Ofher people are dying because they are literally freezing to death. The old as well as the young. Electric companies have either powered down or just fliupped a switch and left everything behind. Clothing stores have been vandalized for heavy winter wear just to keep the body tempertures to near normal.
Cars are stalled on city streets and major highways, because there is no more fuel to keep them going. It’s the same thing for planes and trains. The safest travel would be by bicycle or on foot ... but to where? Be it directly across the street from you, or in another country, it is all the same.
What few people trying to survive; cluster in small groups, raiding places for what they can get. No one bothers wearing a mask any longer and social distancing has become social survival.
Today, in what I fear is the beginning of the last year for all of humanity and that the End of Days is finally upon us.
I wish you the best of luck wherever you may be. Luck is all we have left.
Sadly, I wrote yet another poem. More words. More thoughts. And for what? Who will read? Who ... will even care.

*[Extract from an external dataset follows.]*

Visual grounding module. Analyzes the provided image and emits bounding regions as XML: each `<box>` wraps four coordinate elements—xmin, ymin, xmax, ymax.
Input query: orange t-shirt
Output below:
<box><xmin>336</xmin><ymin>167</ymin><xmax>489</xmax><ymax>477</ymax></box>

I guess this year it would be far better to say, “Happy Last Year.”
Just an Observation
We are born.
reserved for what?
Like the Titanic,
we know the ending.
Why be born,
to just die.
Fifty years after the fact;
maybe one person will care.
Perhaps, the day after,
no one will.
The clock on the lighthouse banged loudly. There was nothing new about the new year. It was just like any other time that came and vanished.
I walk on the shoreline, thinking about the days ahead. The world had already seen the worst time during the pandemic outbreak. The waves of the sea make my spirit dance in jubilation. Yet, behind my skull, a doubt rings like a raging alarm clock that something else will happen, or nothing would ever be the same again.
Needless to say, I keep walking, trying to distract myself from thinking the worst of humanity. But I know deep down, I’m correct to fear the unknown, to be pessimistic that nothing will be the same again.
As we’ve seen it, the world is going crazier by the day. I am part of it, a walking dead zombie who’s tone-deaf and numb to his own doings and the effects of his environment.
The year 2021 doesn’t mean anything; it’ll just be another glimpse of time that will soon be forgotten like the craziest year prior to it, which took countless souls by surprise to the unknown world of chaos.